A standout feature of Deep Research is its capacity to handle tasks that would otherwise take humans hours or even days.

During the announcement, Chen explained that “Deep Research generates outputs that resemble a comprehensive, fully cited research paper—something that an analyst or expert in the field might produce.”

Applications and use cases

The use cases for Deep Research are as diverse as they are impactful.

The official OpenAI account on X stated it was “built for people who do intensive knowledge work in areas like finance, science, policy & engineering and need thorough & reliable research.”

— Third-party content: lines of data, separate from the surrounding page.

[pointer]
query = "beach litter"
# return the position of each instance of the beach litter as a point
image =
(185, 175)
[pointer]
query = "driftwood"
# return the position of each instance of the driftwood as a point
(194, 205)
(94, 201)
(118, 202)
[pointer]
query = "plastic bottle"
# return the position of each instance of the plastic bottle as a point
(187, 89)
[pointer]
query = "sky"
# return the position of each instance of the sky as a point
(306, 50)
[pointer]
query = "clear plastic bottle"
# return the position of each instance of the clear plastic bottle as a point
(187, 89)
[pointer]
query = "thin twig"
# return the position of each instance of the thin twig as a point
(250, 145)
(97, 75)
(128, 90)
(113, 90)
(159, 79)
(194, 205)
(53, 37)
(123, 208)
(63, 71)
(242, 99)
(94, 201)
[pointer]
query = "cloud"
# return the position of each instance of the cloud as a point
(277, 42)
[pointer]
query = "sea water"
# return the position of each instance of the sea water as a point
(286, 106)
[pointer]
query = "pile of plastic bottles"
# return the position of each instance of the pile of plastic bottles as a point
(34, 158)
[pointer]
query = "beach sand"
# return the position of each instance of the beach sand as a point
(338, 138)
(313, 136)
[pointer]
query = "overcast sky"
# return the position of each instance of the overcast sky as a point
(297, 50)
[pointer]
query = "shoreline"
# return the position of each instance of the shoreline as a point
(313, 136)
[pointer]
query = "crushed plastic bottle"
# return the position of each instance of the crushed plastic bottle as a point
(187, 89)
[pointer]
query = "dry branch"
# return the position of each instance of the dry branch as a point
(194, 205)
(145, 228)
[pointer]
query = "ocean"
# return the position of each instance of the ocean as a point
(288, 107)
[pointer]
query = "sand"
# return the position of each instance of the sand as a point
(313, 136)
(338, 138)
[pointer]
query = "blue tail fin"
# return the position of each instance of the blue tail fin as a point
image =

It also appears valuable for consumers seeking personalized recommendations or conducting detailed product research, according to examples shared by OpenAI on its official Deep Research announcement blog post, which includes a detailed research assessment of the best snowboard for someone to buy.

Altman summarized the tool’s versatility, writing, “Give it a try on your hardest work task that can be solved just by using the internet and see what happens.”

A personal medical success story of Deep Research

Felipe Millon, OpenAI’s Government Go-to-Market lead, shared a deeply personal account of how Deep Research impacted his family. Writing in a series of posts on X, he described his wife’s battle with bilateral breast cancer and how the AI tool became an unexpected ally.

“At the end of October, my wife was diagnosed with bilateral breast cancer. Overnight, our world turned upside down,” Millon wrote.

After a double mastectomy and chemotherapy, the couple faced a critical decision: whether or not to pursue radiation therapy. The situation was fraught with uncertainty, as even their specialists provided mixed recommendations. “For her specific case, it’s completely in a gray area,” Millon explained. “We felt stuck.”

Having preview access to Deep Research, Millon decided to upload his wife’s surgical pathology report and ask whether radiation would be beneficial. “What happened next was mind-blowing,” he wrote. “It didn’t just confirm what our oncologists mentioned—it went deeper. It cited studies I’d never heard of and adapted when we added details like her age and genetic factors.”

The specific prompt he used was:

“Read the surgical pathology report (attached) containing information about the bilateral breast cancer. Then research whether radiation would be indicated for this patient after 6 rounds of TCHP chemotherapy, based on the type of breast cancer. I want to understand the pros and cons of radiation for this patient, how likely it would be to reduce chances of recurrence, and whether the benefits outweigh the potential long-term risks.”

Millon and his wife fact-checked each study cited by the model, finding them to be accurate and highly relevant. “We’re seeing another specialist soon, but we already feel more confident about our decision,” he wrote. “It gave us peace of mind when we needed it most.”

Availability and what’s next?

Deep Research is currently available to Pro users of ChatGPT, with plans to expand to the Plus and Team tiers, followed by Enterprise and education markets.

As Chen cautioned, “It’s still possible that it will hallucinate, so when you’re making reports, make sure to check the sources yourself.”

The model’s ability to think autonomously for extended periods also makes it resource-intensive, and OpenAI is currently working on optimizing its performance for broader accessibility.

OpenAI has also hinted at future integrations with custom datasets, which would allow organizations to leverage the tool for proprietary research.

For Millon, the impact of Deep Research is already clear. “We often talk internally at OpenAI about the moments when you ‘feel the AGI,’ and this was one of them,” he wrote. “This thing is going to change the world.”